Guest Post: How to Choose Careers for Your Characters

This week’s guest post comes to us from writer Sarah Rexman. She’s writing today about the importance of choosing your characters’ careers.


How to Choose Jobs for Your Characters

What your characters do for a living can mean much more than just passing dialogue in a party scene. The professions you choose for your characters can impact their development, become the catalyst for the plot, or just make them seem more believable to your readers.

Here are a few ways you can choose jobs for your characters that go beyond the obvious — doctor, lawyer, writer — and make your story more believable and interesting:

Consider Your Character’s Values

It’s safe to say that an Occupy Wall street protestor isn’t going to hold a job as a day trader. Or that an anti-government activist won’t be working as a lawyer. The job you choose for your characters should match their values.

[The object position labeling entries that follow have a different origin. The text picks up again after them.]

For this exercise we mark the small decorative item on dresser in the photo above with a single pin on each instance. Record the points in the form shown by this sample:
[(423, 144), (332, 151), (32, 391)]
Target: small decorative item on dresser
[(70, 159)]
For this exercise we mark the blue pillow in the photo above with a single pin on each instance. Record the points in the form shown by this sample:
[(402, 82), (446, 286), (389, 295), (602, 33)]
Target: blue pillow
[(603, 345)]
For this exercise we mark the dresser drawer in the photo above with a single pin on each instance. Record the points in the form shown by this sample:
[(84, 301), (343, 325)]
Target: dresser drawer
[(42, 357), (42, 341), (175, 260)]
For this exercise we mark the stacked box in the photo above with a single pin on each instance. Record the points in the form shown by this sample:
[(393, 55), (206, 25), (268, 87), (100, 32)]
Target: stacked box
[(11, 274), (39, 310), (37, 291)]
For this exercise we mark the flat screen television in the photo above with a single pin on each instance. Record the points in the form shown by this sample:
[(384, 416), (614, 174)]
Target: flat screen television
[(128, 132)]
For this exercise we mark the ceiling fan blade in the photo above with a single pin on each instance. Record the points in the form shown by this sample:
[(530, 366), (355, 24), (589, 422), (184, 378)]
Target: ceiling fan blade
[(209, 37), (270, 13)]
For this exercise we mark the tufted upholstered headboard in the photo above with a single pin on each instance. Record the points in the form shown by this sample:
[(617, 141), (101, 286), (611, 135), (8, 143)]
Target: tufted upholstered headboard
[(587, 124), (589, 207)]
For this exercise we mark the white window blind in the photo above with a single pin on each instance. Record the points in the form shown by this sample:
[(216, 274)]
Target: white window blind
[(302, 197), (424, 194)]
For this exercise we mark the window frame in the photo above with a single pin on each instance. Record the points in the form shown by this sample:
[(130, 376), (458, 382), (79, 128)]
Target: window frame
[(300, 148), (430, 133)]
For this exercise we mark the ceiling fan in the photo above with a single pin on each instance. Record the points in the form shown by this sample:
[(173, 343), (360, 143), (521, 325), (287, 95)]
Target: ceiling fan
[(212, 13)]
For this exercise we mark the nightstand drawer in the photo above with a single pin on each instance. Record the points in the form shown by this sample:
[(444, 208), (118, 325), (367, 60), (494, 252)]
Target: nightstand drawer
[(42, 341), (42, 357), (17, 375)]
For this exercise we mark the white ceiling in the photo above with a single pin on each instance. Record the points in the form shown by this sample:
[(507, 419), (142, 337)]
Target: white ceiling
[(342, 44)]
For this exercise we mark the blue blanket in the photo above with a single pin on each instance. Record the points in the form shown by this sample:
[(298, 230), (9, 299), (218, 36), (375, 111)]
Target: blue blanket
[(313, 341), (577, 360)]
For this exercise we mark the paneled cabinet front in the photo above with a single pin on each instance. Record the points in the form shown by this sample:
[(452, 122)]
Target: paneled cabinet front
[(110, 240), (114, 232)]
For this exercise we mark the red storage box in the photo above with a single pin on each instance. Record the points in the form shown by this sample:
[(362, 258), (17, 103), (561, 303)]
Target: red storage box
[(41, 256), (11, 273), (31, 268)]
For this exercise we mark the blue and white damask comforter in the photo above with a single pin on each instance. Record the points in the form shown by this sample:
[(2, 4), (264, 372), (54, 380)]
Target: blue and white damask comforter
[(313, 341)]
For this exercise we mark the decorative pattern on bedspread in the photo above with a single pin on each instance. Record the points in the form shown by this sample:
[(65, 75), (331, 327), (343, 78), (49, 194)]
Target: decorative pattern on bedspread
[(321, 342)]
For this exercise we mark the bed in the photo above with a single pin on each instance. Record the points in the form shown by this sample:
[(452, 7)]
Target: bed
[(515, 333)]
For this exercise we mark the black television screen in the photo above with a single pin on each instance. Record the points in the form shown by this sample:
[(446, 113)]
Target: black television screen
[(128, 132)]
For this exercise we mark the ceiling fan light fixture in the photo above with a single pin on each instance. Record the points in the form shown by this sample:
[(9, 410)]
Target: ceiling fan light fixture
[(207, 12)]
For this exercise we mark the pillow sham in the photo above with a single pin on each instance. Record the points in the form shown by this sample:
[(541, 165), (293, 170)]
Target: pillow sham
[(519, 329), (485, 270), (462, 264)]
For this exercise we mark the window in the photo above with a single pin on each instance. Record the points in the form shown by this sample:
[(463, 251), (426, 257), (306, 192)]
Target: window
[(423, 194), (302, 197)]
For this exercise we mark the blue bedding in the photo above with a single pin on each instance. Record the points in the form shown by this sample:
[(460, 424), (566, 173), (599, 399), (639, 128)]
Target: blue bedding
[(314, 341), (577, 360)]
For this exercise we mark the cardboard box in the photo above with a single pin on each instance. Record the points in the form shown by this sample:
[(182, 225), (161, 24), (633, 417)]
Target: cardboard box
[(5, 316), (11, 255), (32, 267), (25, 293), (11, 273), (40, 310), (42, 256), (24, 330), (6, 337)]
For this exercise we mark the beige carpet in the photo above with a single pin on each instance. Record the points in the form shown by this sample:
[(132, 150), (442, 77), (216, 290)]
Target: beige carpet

Consider your character’s values, goals, and interests, and brainstorm all jobs that such a person might choose. If you are having trouble, think of the jobs your character would NOT choose and pick the opposite.

Choose Jobs that Complement the Theme or Plot

Your character’s profession can act as a catalyst for your plot. For example, if your story is a murder-mystery, jobs like police officer, military personnel, or even corporate executive can complement the action. A love story could benefit from the sensual nature of the work of an artist or a musician.

Once you understand where you want to go with the plot, you can make decisions about your character’s jobs that can help you accomplish your goals.

Choose Jobs that Contribute to Character Development

With as much time as you spend at your job, it can have a significant impact on the trajectory of your life, your happiness, and your personal growth. The same is true for your characters. Maybe the job makes him finally realize he wants to quit it all and walk across the country. Maybe a demeaning boss tests her strength and makes her find the courage to stand up for herself.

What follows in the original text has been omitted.